I came back to my senses and questioned him, “Hey. How the hell do you know what I am thinking and what I am seeing?”
He gave me this quirky smile that could be interpreted as I am the master of what I am saying, and I just played you for a fool. He leaned back and said, “Welcome to your abode. This train. You and I are the only ghost inhabitants.” I let out a shriek and quickly glanced towards my neighbors and they didn’t seem bothered. “What are you talking about?” I said sternly.
“Don’t worry. Nobody can see you or hear you or even feel you. As I said earlier, you and I are here on this train. We will remain on this train. We are ghosts.”
“I am not a ghost you crackpot.” As I said it, I wanted to prove by poking at the old man but my hand went through him. And a moment later a school kid sat on me. Another school kid sat on Neill. My head started to spin and eyes started to water. I had an important meeting and a date later tonight and now this guy Neill was telling me that I was a ghost. I wanted to shout with all the fierce power that I had in my lungs but I held back. Maybe this is a dream I thought and shook myself from sleep. The old guy and the girl were gone and so was Neill. I didn’t see anyone on the train. I stood and turned and to my horror, Neill sat on the floor and laughed his ass of. “I told you that you are a ghost but you wouldn’t believe me.”
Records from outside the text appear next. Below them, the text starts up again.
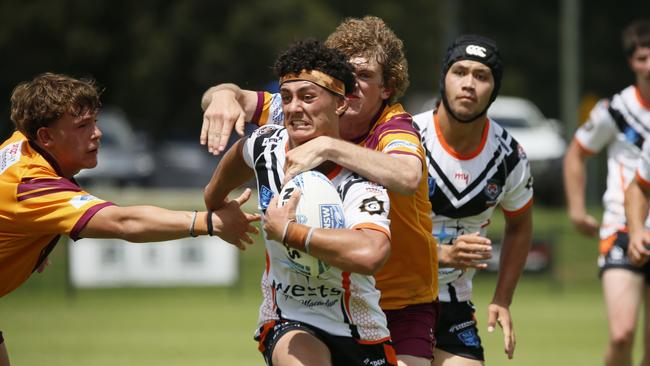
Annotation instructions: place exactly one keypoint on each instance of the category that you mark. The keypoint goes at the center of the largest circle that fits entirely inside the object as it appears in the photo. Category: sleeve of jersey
(398, 136)
(55, 206)
(643, 169)
(519, 190)
(269, 109)
(366, 206)
(598, 130)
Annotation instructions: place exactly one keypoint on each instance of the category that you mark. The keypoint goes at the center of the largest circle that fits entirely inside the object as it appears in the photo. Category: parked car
(124, 156)
(542, 140)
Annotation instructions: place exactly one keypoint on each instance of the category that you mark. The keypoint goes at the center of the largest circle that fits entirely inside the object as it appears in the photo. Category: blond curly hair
(43, 100)
(370, 37)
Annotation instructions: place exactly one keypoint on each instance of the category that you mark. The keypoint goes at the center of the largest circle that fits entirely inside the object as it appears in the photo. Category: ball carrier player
(334, 318)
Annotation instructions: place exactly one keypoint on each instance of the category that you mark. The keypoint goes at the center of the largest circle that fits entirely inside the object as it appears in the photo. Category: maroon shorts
(412, 329)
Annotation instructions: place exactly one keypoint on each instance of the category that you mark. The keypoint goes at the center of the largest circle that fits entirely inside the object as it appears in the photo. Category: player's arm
(517, 241)
(636, 212)
(361, 251)
(150, 223)
(225, 107)
(232, 172)
(575, 178)
(397, 172)
(467, 251)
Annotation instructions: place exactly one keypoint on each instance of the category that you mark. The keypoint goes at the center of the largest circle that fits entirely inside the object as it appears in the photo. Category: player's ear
(45, 137)
(341, 105)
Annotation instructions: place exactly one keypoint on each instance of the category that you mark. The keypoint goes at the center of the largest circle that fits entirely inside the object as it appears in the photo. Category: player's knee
(622, 340)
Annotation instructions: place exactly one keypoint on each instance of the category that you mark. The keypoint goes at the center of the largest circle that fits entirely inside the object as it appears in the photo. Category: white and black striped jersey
(622, 125)
(464, 190)
(341, 303)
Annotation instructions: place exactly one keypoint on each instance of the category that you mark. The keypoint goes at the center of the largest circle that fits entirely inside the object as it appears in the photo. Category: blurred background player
(57, 136)
(621, 124)
(474, 165)
(333, 318)
(636, 211)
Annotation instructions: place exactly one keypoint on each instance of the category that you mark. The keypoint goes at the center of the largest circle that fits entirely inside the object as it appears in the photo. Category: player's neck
(463, 138)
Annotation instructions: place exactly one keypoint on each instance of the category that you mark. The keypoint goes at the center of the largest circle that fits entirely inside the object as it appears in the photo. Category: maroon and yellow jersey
(37, 205)
(410, 276)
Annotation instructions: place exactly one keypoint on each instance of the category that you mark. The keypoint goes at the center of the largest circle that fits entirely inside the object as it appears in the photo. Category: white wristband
(308, 240)
(192, 233)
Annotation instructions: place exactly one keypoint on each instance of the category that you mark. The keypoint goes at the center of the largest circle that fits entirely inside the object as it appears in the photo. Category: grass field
(559, 315)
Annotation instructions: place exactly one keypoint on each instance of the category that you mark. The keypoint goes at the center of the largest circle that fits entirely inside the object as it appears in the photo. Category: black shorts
(345, 351)
(457, 332)
(614, 255)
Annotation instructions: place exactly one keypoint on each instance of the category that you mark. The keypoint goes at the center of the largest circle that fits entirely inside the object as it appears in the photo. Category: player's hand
(585, 224)
(499, 314)
(235, 224)
(467, 251)
(637, 250)
(43, 265)
(223, 113)
(305, 157)
(276, 218)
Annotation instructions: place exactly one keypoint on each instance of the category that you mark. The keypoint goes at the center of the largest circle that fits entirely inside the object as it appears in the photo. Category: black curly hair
(312, 54)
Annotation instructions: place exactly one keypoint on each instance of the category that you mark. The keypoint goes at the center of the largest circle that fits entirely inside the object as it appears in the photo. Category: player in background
(474, 166)
(374, 121)
(621, 124)
(57, 136)
(637, 195)
(333, 318)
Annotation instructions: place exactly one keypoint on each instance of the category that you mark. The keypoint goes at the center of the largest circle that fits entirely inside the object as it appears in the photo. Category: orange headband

I still couldn’t trust him. I started to run towards the door. It was locked. The train was dark and the station’s light snuck through the windows. I started to run towards the next bogie and tried the next door and the next. All were locked. I was locked up with a crazy man, a crazy ghost perhaps.
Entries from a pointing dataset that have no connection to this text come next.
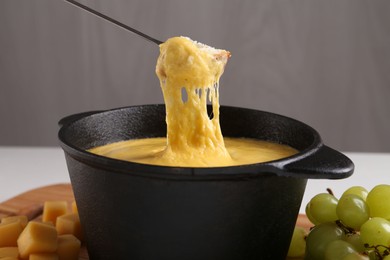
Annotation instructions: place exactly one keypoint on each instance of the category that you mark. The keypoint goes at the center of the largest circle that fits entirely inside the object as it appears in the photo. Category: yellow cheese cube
(37, 238)
(53, 209)
(68, 247)
(9, 233)
(9, 252)
(22, 219)
(43, 256)
(69, 224)
(74, 207)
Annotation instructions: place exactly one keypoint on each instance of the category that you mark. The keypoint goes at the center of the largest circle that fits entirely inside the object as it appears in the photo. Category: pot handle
(323, 163)
(71, 118)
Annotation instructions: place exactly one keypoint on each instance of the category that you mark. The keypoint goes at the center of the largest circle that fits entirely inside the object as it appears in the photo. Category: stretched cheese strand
(189, 74)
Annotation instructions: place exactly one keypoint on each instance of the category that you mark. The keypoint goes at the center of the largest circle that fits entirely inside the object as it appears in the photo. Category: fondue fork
(105, 17)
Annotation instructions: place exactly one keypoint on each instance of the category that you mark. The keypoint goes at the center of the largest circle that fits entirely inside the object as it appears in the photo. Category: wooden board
(30, 204)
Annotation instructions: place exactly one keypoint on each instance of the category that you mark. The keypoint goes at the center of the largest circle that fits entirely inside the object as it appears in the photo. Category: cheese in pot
(189, 74)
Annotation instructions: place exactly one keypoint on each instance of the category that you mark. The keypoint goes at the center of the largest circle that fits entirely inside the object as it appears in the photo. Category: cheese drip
(189, 74)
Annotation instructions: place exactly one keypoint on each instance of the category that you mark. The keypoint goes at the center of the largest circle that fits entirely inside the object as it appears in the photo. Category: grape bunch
(355, 226)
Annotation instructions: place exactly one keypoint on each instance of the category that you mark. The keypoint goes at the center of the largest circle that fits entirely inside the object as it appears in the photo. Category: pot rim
(280, 167)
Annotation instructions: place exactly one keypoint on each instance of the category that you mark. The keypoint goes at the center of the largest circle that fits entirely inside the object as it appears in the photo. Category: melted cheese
(189, 74)
(152, 150)
(193, 69)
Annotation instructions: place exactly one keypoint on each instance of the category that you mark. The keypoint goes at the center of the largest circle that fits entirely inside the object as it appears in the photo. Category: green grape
(355, 240)
(353, 211)
(323, 208)
(298, 243)
(378, 201)
(355, 256)
(309, 216)
(358, 191)
(376, 232)
(319, 238)
(338, 249)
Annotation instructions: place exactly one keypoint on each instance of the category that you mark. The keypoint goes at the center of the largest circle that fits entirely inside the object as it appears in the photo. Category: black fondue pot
(138, 211)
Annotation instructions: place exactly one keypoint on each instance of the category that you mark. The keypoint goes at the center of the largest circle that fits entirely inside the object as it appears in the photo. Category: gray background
(322, 62)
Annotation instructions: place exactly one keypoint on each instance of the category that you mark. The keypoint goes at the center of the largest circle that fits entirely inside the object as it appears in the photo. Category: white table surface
(25, 168)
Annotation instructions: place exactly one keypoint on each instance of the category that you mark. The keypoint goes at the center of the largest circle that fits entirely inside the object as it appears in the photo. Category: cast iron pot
(137, 211)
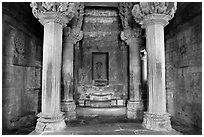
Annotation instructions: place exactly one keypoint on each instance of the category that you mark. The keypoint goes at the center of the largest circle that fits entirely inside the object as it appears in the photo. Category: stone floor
(97, 125)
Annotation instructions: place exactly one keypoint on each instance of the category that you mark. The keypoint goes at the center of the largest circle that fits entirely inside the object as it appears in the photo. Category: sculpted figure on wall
(140, 11)
(41, 9)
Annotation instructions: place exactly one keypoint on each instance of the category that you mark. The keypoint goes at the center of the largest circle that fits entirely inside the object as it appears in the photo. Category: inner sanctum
(67, 61)
(106, 74)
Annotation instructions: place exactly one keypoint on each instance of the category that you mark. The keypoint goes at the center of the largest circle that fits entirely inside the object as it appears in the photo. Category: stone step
(105, 111)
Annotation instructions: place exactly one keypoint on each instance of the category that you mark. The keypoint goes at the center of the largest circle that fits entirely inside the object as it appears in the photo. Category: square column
(153, 17)
(51, 118)
(134, 104)
(71, 36)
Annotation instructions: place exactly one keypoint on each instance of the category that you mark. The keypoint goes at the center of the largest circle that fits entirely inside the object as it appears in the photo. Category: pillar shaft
(53, 17)
(67, 69)
(135, 70)
(156, 69)
(51, 78)
(134, 104)
(153, 16)
(68, 104)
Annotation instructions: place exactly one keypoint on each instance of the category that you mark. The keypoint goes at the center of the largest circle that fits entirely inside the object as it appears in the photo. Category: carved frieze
(100, 13)
(164, 10)
(60, 12)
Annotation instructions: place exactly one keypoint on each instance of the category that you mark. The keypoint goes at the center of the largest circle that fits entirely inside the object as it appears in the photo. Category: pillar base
(134, 109)
(157, 122)
(48, 122)
(69, 109)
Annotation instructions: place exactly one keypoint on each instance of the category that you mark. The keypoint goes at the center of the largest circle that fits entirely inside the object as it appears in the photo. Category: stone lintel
(155, 19)
(157, 122)
(55, 17)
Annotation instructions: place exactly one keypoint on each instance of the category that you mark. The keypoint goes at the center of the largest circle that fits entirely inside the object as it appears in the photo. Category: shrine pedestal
(157, 122)
(134, 109)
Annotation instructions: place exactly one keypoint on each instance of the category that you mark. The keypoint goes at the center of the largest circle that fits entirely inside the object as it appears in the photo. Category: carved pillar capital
(131, 36)
(150, 13)
(73, 35)
(58, 12)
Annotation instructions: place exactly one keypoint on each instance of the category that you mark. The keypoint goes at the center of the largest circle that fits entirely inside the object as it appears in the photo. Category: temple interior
(116, 63)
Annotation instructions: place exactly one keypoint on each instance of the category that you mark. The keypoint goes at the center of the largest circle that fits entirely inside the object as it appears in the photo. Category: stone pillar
(153, 17)
(71, 36)
(54, 17)
(135, 105)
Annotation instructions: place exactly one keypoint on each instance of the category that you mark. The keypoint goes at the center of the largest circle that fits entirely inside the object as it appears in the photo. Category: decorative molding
(154, 12)
(60, 12)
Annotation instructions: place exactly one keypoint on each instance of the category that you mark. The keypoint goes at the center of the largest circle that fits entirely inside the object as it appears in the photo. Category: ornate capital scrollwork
(150, 12)
(60, 12)
(75, 33)
(131, 35)
(125, 13)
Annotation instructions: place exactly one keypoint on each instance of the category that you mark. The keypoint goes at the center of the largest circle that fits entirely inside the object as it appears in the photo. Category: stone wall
(101, 28)
(21, 65)
(184, 64)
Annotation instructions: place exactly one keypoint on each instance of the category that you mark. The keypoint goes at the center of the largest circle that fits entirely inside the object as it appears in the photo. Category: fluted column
(154, 16)
(54, 17)
(71, 36)
(133, 40)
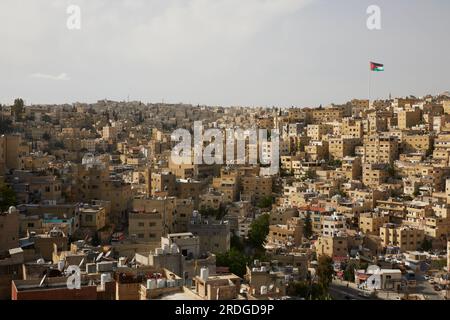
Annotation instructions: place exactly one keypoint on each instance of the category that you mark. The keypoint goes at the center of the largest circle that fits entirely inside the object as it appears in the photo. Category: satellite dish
(374, 282)
(373, 269)
(99, 257)
(42, 281)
Neill walked up towards me and patted my shoulder. I gasped and took a couple of steps back. “Don’t touch me.” I shouted. He was not smiling anymore. He was calm. “I am telling you the truth man. You died when you were boarding the train. The kid pushed you and you fell through the train and the platform. Bumped your head somewhere hard and you died instantly. I saw it happen.”
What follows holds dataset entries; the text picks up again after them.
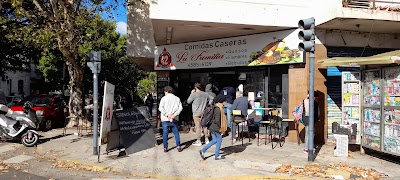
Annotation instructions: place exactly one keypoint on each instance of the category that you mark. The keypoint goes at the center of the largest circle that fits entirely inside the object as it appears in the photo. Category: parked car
(49, 110)
(13, 100)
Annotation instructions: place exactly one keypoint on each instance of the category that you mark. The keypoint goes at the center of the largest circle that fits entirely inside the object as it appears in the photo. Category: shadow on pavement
(187, 144)
(41, 140)
(383, 156)
(234, 149)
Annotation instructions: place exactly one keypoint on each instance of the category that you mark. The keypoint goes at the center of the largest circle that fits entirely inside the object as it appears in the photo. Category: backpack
(298, 112)
(208, 115)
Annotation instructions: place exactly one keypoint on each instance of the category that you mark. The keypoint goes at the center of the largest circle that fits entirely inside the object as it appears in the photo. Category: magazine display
(351, 103)
(391, 111)
(371, 109)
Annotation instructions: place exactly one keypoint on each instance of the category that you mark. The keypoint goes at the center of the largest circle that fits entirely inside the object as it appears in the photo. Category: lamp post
(95, 66)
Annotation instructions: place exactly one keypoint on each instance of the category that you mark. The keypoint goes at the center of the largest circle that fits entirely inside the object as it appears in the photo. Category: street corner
(78, 165)
(264, 177)
(333, 170)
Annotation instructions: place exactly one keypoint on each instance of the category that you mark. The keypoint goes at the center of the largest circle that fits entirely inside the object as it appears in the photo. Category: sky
(119, 16)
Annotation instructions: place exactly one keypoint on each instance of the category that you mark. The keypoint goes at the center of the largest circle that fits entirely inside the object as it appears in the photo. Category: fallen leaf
(284, 168)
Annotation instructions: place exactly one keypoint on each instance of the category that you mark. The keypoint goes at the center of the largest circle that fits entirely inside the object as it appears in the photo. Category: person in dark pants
(170, 108)
(217, 127)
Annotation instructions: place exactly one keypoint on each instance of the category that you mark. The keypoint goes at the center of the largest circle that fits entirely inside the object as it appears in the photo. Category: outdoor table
(65, 124)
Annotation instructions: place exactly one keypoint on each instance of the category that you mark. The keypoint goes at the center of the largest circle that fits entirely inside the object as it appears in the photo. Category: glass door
(391, 110)
(372, 109)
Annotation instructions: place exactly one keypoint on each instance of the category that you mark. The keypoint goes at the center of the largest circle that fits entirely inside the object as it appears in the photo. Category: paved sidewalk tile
(18, 159)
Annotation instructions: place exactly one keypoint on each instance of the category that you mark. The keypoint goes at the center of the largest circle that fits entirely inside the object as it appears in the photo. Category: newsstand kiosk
(372, 100)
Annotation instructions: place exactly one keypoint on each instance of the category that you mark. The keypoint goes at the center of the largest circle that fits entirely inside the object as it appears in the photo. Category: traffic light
(307, 34)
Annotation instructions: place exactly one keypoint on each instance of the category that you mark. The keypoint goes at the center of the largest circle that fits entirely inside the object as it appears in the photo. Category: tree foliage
(72, 28)
(147, 85)
(14, 54)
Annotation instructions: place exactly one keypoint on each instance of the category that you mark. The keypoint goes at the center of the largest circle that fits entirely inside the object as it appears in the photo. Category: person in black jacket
(217, 127)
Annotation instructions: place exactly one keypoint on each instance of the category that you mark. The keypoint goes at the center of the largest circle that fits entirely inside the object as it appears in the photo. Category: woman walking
(217, 127)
No words came out of my mouth although they were open.
“I died on this train too. Seven years back. A crazy guy knifed a lot of people. Many sustained injuries but only I died. He cut my neck and I can still remember the blood gushing out.”
I didn’t believe him still although the kid pushing me while getting into the train did happen. I also remembered reading about the knifing incident when I was in college. I didn’t know who had died but right now I was devastated at my situation. I still didn’t have any words to say. I stood haplessly as he narrated, “I have been all alone on this train mate for so many years. A few people have almost died, the most occurring is clutching their chests. You know heart attacks. But to my bad luck, they did not die on the train. Help arrived and they were moved out. One of them was carried out of the train for medical help but died in the station. I see him when the train passes the station and we wave. We can never talk because this train does not stop in that station.”
My thoughts went to my reading of the girl’s situation and the old lady’s age, and as if powered by telepathy, Neill continued, “We have the ability to read people’s minds. Find out everything there is to know about people. Read things that are generally hidden from human view. This was fun for me at first but it gets boring. Stuff repeats. You know. Wife cheats. Mother dies. Promotion underway. Marriage. On and on. I have given up on reading and pass time by running and up and down the train. Need to keep up my health though to live longer.” He smiled and winked as he said it. For the first time since boarding the train, I smiled.